This is just ridiculous cope. The UK has this, with a population of 70m, as does Germany with a population of 84m, and France with a population of 70m. It's nothing to do with size, or any other random factor you can think of. The UK's banking system is much older than the US's, and yet has managed to drag itself into the era of instant free electronic payments.

Comment Re:Really? (Score 2) 169

What are you *talking* about? Why would a check not be "captive to regulations that change" where an electronic transfer would be? Fees don't get charged in the civilised worlld outside the US for electronic transfers. There's no exorbitant interest rates on unpaid balances, the transfer is instant. There's no late payments, the transfer is instant. Quite the opposite: a check can get lost in the mail, an electronic transfer can't.

It's incredible watching Americans talk about systems they know nothing of.

Comment Re:Really? (Score 1) 169

It's amazing how people in the US are so committed to the bit that they dream up these theoretical objections to how something will work despite having had no actual experience using it, while ignoring the actual lived experience of people who do use it. There's no fees. It's secure. Sit down and stop self-soothing in public, it's uncouth

Comment Re:And water (Score 1) 326

No, I did not answer to the wrong person. You are the one who called me an idiot, and I answered you. You called me an idiot despite having the same viewpoint as me as to what was going on. You did this because you misread what I originally wrote, and thought I was making a point that I was not making. Which makes you the idiot for not reading what I actually wrote.

Comment Re:Can we please stop using MW for storage capacit (Score 5, Informative) 60

Both power, and energy are relevant here. The amount of energy the storage can store is one relevant metric, but the rate at which it can supply that energy is another very important metric. For most grid operators it's *far* more relevant to say that a battery bank can provide 100MW for 15 minutes, than to say that it has a capacity of 25MWh.

Comment Re:And water (Score 1) 326

No, you're the idiot. Because you think that I'm disputing that part of what happened when I'm not, because you're not reading the thread properly. No-one in the thread is disputing what you wrote above, that pickups are not semis etc. The dispute is instead about the actions of OEMs prior to the regulations being set. Were they mere passive bystanders who only reacted once the regulations were published? That is what the parent has argued, and it's wrong. They actively shaped the regulation because they wanted to sell at higher profit margins, and could see that selling pickups under a work exemption would be more profitable.

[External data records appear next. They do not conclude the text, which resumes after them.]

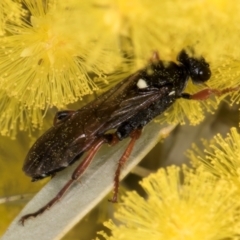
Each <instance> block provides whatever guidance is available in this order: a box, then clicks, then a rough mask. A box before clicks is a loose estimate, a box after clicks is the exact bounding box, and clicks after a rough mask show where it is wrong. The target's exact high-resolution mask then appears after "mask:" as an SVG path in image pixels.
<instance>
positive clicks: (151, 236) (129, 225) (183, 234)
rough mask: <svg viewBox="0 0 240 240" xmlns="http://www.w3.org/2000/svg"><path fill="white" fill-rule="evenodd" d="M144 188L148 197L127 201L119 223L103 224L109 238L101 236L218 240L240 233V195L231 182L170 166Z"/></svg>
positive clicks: (127, 196) (119, 237)
mask: <svg viewBox="0 0 240 240" xmlns="http://www.w3.org/2000/svg"><path fill="white" fill-rule="evenodd" d="M182 178H183V182H182ZM140 184H141V186H142V187H143V189H144V190H145V192H146V194H147V195H146V197H145V198H143V197H141V196H139V195H138V194H137V193H136V192H129V193H127V196H125V197H123V199H122V200H123V202H122V203H119V205H120V206H119V208H118V210H117V212H116V213H115V220H116V222H115V221H113V220H110V221H109V222H106V223H104V225H105V226H106V227H107V228H108V229H110V230H111V236H107V234H105V233H103V232H100V234H101V235H102V236H104V238H105V239H108V240H121V239H138V240H140V239H151V240H161V239H163V240H165V239H168V240H175V239H179V240H202V239H204V240H220V239H234V237H235V236H237V235H238V234H240V230H239V223H240V222H239V220H240V219H239V214H238V211H239V197H238V195H237V194H236V188H235V187H234V186H233V185H230V184H229V183H228V182H227V181H224V180H218V179H217V178H216V177H214V176H213V175H211V174H209V173H207V172H204V171H201V170H200V171H197V172H196V173H193V172H192V171H191V170H189V169H187V168H186V167H183V168H182V170H181V168H179V167H175V166H172V167H168V168H167V169H166V170H164V169H160V170H159V171H158V172H157V173H154V174H151V175H150V176H149V177H147V178H145V179H143V181H142V182H141V183H140Z"/></svg>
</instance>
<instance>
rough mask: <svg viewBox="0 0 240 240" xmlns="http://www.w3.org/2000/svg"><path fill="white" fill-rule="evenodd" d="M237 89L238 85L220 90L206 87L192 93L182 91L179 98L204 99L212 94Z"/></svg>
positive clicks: (207, 98)
mask: <svg viewBox="0 0 240 240" xmlns="http://www.w3.org/2000/svg"><path fill="white" fill-rule="evenodd" d="M239 89H240V87H239V86H238V87H233V88H224V89H222V90H218V89H211V88H206V89H203V90H202V91H199V92H197V93H194V94H189V93H182V94H181V95H180V98H185V99H189V100H206V99H208V98H209V97H210V96H211V95H212V94H213V95H217V96H221V95H223V94H225V93H230V92H234V91H237V90H239Z"/></svg>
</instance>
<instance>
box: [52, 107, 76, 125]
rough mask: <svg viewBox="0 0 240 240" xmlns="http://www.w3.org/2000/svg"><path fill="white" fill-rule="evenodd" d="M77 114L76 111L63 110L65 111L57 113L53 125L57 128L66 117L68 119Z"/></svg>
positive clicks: (53, 121) (55, 116)
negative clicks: (68, 116)
mask: <svg viewBox="0 0 240 240" xmlns="http://www.w3.org/2000/svg"><path fill="white" fill-rule="evenodd" d="M75 112H76V111H74V110H63V111H59V112H57V113H56V114H55V116H54V119H53V125H54V126H56V125H57V124H58V123H59V122H61V119H64V118H65V117H68V116H70V115H72V114H73V113H75Z"/></svg>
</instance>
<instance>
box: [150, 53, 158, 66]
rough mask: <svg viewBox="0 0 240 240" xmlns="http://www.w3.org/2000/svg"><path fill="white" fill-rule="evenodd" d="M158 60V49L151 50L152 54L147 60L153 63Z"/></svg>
mask: <svg viewBox="0 0 240 240" xmlns="http://www.w3.org/2000/svg"><path fill="white" fill-rule="evenodd" d="M159 61H160V57H159V54H158V51H153V54H152V56H151V58H150V59H149V62H150V63H153V64H154V63H158V62H159Z"/></svg>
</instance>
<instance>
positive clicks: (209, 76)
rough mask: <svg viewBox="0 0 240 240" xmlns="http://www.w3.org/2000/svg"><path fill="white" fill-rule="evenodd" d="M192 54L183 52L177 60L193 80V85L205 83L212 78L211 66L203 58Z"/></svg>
mask: <svg viewBox="0 0 240 240" xmlns="http://www.w3.org/2000/svg"><path fill="white" fill-rule="evenodd" d="M191 53H192V52H189V53H188V52H186V50H182V51H181V52H180V53H179V55H178V58H177V60H178V61H179V62H181V63H182V64H183V66H184V67H185V68H186V70H187V71H188V73H189V76H190V77H191V78H192V81H193V83H195V84H198V83H204V82H206V81H207V80H208V79H209V78H210V77H211V70H210V68H209V64H208V63H207V62H206V61H205V59H204V58H203V57H198V58H197V57H194V56H193V54H191Z"/></svg>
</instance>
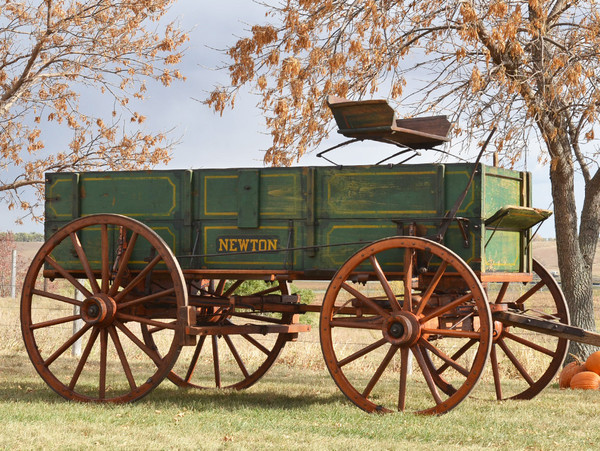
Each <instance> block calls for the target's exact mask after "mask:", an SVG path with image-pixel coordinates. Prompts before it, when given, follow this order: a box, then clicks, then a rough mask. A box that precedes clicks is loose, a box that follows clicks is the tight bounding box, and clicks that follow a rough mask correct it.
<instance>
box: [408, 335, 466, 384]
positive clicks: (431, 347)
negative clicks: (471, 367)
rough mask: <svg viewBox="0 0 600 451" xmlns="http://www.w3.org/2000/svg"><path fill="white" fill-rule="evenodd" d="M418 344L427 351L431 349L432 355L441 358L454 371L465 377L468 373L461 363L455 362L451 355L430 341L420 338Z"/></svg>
mask: <svg viewBox="0 0 600 451" xmlns="http://www.w3.org/2000/svg"><path fill="white" fill-rule="evenodd" d="M419 344H420V345H421V346H423V347H424V348H426V349H428V350H429V351H431V352H432V353H433V354H434V355H436V356H437V357H439V358H440V359H442V360H443V361H444V362H445V363H446V364H447V365H449V366H451V367H452V368H454V369H455V370H456V371H458V372H459V373H460V374H462V375H463V376H465V377H467V376H468V375H469V370H468V369H466V368H465V367H463V366H462V365H460V364H459V363H458V362H456V361H455V360H454V359H452V358H451V357H449V356H447V355H446V354H445V353H444V352H443V351H441V350H440V349H438V348H436V347H435V346H434V345H433V344H431V343H430V342H428V341H427V340H425V339H424V338H420V339H419ZM436 372H437V371H436ZM438 374H439V373H438Z"/></svg>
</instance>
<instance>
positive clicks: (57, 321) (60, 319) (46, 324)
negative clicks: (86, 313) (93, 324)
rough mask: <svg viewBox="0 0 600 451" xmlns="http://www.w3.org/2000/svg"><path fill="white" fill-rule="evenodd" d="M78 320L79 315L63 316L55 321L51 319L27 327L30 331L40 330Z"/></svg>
mask: <svg viewBox="0 0 600 451" xmlns="http://www.w3.org/2000/svg"><path fill="white" fill-rule="evenodd" d="M78 319H81V315H71V316H64V317H62V318H56V319H51V320H48V321H42V322H40V323H35V324H32V325H31V326H29V328H30V329H31V330H35V329H42V328H44V327H51V326H56V325H58V324H64V323H69V322H72V321H77V320H78Z"/></svg>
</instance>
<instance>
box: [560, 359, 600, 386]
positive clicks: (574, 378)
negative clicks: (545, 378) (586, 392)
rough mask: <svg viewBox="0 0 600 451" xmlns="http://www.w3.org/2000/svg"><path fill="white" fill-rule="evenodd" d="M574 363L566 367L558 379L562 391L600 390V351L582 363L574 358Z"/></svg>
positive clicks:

Comment Re:I just wish they'd quit calling it an OS upgrad (Score 4, Insightful) 108

I'm not going to run it but people have said the kernel handles realtime needs much better than 10.

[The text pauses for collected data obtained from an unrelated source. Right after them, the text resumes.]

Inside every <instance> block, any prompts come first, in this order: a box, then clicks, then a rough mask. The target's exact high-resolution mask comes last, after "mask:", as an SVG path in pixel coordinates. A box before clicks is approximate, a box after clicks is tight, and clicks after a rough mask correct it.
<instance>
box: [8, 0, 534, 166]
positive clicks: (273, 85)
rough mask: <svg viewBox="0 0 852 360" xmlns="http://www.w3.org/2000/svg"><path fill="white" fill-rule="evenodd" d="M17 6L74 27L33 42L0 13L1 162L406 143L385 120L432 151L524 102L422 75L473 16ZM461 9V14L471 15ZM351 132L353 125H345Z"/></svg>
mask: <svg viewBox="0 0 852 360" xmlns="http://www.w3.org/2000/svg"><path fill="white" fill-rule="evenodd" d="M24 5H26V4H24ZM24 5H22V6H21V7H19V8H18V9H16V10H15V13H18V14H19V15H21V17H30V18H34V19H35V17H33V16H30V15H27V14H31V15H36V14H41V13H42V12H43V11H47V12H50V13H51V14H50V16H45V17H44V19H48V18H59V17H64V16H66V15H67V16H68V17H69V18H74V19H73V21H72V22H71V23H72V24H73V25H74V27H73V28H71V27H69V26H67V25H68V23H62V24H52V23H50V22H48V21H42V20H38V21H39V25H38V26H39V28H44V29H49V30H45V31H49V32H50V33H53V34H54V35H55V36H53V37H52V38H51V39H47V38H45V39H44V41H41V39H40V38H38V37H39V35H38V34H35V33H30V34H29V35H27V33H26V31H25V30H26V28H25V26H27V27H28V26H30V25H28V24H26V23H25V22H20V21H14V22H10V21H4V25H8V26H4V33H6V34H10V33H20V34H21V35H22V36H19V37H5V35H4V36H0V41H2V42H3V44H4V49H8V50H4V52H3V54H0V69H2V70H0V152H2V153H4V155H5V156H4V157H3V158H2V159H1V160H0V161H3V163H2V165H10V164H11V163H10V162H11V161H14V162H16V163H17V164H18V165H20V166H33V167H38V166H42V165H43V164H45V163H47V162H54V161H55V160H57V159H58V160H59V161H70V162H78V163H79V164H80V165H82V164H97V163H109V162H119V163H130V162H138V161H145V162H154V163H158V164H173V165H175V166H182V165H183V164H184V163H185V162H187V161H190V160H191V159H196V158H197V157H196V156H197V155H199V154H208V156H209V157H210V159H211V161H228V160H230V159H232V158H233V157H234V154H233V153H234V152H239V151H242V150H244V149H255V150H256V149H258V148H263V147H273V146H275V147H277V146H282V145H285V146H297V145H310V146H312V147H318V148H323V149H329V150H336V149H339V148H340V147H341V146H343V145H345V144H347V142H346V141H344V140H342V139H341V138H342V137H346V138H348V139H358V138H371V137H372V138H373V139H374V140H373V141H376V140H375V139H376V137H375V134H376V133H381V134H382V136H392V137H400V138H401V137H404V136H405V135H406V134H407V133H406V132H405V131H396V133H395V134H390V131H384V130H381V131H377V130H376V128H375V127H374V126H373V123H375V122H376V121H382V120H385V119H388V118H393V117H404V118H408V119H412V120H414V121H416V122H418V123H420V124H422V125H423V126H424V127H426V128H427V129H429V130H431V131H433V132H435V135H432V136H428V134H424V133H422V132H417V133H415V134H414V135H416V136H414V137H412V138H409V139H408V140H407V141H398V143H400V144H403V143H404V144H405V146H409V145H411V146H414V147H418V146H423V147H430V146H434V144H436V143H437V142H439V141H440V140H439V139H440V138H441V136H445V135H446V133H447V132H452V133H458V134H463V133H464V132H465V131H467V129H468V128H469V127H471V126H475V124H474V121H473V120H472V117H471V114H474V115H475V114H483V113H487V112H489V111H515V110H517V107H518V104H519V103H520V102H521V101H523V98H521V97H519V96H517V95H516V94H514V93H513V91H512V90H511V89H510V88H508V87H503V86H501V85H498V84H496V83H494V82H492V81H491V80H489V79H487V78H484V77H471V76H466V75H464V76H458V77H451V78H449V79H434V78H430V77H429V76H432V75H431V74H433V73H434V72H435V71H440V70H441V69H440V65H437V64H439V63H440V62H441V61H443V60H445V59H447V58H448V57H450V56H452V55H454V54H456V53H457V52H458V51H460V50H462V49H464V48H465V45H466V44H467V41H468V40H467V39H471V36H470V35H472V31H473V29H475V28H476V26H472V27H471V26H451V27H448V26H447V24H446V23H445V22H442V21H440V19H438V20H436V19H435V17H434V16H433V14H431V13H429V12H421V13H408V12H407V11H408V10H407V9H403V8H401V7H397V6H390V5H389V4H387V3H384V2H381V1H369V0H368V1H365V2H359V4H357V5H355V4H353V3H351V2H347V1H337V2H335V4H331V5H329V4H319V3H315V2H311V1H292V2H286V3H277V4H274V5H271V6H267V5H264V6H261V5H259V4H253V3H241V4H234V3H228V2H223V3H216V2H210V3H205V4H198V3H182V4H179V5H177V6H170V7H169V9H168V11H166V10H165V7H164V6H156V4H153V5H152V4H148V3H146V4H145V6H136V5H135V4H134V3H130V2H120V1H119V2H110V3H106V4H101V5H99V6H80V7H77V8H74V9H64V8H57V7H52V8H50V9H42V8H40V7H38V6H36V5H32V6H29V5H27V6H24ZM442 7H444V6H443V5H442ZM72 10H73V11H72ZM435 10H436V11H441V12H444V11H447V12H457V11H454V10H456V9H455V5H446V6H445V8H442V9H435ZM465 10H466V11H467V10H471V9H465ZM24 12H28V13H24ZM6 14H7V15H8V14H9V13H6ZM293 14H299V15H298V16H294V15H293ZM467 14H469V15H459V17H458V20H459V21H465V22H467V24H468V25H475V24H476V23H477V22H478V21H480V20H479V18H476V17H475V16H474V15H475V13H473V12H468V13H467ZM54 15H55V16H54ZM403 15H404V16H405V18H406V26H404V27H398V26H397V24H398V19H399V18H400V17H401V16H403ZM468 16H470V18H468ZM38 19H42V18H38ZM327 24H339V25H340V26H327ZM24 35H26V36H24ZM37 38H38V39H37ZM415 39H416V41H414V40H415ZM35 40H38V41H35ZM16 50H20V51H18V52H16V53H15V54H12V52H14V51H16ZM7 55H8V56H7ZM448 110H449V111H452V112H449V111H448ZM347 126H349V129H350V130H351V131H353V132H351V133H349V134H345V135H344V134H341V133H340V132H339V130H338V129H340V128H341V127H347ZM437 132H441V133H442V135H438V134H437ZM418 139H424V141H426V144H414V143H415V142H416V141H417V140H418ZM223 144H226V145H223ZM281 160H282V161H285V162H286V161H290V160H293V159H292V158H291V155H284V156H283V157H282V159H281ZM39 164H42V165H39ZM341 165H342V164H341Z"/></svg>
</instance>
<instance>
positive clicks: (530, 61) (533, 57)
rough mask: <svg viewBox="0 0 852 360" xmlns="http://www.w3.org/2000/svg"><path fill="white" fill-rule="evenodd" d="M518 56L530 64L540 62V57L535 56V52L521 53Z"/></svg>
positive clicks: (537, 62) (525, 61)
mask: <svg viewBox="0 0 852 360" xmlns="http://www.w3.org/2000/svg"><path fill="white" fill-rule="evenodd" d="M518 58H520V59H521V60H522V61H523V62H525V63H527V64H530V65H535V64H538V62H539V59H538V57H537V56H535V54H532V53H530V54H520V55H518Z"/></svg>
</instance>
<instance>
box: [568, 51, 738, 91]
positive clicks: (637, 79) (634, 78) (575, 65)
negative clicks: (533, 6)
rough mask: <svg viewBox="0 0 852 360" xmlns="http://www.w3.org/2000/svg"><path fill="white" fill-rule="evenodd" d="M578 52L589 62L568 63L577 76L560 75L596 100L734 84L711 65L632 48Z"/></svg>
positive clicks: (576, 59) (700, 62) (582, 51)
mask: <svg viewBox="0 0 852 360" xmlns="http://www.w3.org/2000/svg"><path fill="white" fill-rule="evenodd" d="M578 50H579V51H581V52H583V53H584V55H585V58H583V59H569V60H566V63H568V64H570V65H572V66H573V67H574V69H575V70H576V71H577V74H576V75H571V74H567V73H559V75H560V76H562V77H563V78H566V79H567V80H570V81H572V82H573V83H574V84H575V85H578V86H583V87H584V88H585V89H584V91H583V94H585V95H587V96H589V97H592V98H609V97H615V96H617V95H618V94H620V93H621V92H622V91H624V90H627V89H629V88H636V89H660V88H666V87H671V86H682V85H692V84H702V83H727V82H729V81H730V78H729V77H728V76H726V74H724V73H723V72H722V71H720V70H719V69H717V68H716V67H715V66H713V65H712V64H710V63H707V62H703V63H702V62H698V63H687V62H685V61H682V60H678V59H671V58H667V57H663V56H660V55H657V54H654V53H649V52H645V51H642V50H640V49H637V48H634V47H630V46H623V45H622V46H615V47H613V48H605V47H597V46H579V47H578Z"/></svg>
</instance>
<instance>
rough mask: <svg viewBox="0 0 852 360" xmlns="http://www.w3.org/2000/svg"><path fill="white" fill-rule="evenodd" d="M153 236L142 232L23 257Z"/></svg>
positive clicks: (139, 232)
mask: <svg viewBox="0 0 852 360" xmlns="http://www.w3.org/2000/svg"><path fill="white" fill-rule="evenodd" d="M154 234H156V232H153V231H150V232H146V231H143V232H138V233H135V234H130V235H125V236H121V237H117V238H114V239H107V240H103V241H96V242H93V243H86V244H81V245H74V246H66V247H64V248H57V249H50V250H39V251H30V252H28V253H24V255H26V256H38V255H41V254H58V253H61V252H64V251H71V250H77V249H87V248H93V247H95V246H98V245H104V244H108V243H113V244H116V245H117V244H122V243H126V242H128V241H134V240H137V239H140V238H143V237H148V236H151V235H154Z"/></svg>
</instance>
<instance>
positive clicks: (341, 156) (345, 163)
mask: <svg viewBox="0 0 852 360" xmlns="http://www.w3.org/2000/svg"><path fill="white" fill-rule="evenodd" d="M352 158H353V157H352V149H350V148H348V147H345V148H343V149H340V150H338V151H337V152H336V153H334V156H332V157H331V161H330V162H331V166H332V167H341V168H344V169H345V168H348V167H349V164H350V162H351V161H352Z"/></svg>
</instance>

That's the thing, there are a bunch of legitimate improvements to Windows 11. They're just all very obscure, hard to explain things hidden away in the kernel that most users will either never encounter or never even notice.

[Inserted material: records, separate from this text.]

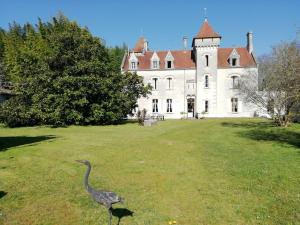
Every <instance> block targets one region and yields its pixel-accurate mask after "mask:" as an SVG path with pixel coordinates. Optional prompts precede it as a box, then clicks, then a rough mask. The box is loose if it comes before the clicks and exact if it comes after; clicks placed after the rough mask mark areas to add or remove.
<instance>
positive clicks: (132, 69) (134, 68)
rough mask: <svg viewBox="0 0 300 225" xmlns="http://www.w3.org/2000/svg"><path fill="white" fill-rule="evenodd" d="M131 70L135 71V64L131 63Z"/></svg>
mask: <svg viewBox="0 0 300 225" xmlns="http://www.w3.org/2000/svg"><path fill="white" fill-rule="evenodd" d="M131 69H132V70H136V62H131Z"/></svg>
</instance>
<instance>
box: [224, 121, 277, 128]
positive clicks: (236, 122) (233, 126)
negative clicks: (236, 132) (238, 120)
mask: <svg viewBox="0 0 300 225" xmlns="http://www.w3.org/2000/svg"><path fill="white" fill-rule="evenodd" d="M221 125H222V126H224V127H241V128H267V127H278V125H276V124H275V123H274V122H273V121H271V120H270V121H261V122H223V123H221Z"/></svg>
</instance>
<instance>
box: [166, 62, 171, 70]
mask: <svg viewBox="0 0 300 225" xmlns="http://www.w3.org/2000/svg"><path fill="white" fill-rule="evenodd" d="M167 68H168V69H171V68H172V61H167Z"/></svg>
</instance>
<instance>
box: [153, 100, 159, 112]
mask: <svg viewBox="0 0 300 225" xmlns="http://www.w3.org/2000/svg"><path fill="white" fill-rule="evenodd" d="M152 112H153V113H157V112H158V99H152Z"/></svg>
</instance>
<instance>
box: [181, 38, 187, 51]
mask: <svg viewBox="0 0 300 225" xmlns="http://www.w3.org/2000/svg"><path fill="white" fill-rule="evenodd" d="M187 40H188V38H187V36H183V38H182V41H183V49H184V50H185V51H186V50H187Z"/></svg>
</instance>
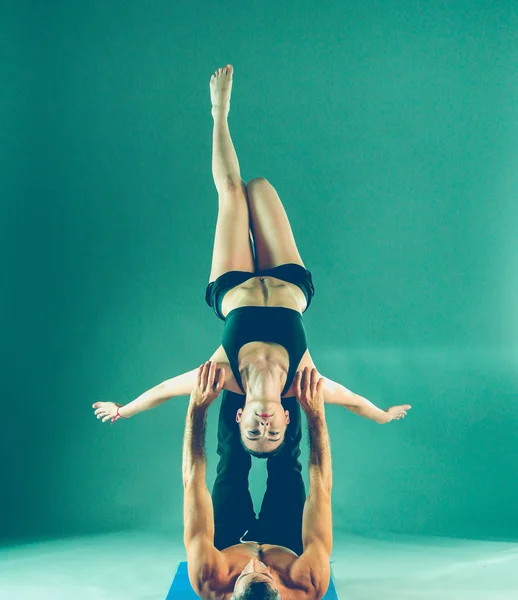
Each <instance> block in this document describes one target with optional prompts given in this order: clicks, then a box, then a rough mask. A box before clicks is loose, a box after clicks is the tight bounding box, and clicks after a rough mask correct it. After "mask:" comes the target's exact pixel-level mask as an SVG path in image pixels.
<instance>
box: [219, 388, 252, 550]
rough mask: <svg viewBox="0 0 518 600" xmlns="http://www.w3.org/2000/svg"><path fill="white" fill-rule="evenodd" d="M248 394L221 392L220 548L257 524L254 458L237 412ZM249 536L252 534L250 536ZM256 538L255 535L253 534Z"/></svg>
mask: <svg viewBox="0 0 518 600" xmlns="http://www.w3.org/2000/svg"><path fill="white" fill-rule="evenodd" d="M244 398H245V397H244V396H242V395H240V394H234V393H233V392H229V391H227V390H225V391H224V392H223V394H222V395H221V408H220V411H219V422H218V455H219V457H220V458H219V463H218V468H217V476H216V481H215V482H214V487H213V488H212V503H213V506H214V524H215V540H214V545H215V546H216V548H218V550H223V548H228V547H229V546H233V545H234V544H238V543H239V538H241V537H242V535H243V534H244V533H245V531H246V530H250V529H252V528H253V525H254V523H255V520H256V518H255V512H254V505H253V502H252V497H251V496H250V490H249V488H248V475H249V472H250V467H251V466H252V460H251V458H250V455H249V454H247V453H246V452H245V450H244V449H243V446H242V445H241V442H240V439H239V427H238V424H237V422H236V412H237V410H238V409H239V408H243V403H244ZM247 537H249V536H247ZM249 539H253V538H249Z"/></svg>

The things they will notice are the far worse task bar, the randomly missing features that were removed for no apparent reason, the higher hardware requirements, the constant nagging to use new Windows features, the existing features that have been randomly changed for no readily apparent reason, and the new features that are too buggy to use, like HDR support or dynamic refresh rates.

Comment Absurdly small sum of money (Score 5, Informative) 242

17.5bn for 10 large reactors? Construction for a large US reactor is of the order of $10 to $20bn. Operation is gonna be 100 to 300m a year. Decomissioning is another $2bn.

So this loan will cover the build costs for one or maybe two of these. And will the cost of capital be materially lower than what’s on the markets? If not, why bother? And if so, let’s all bear in mind that’s a straightforward taxpayer subsidy for the industry.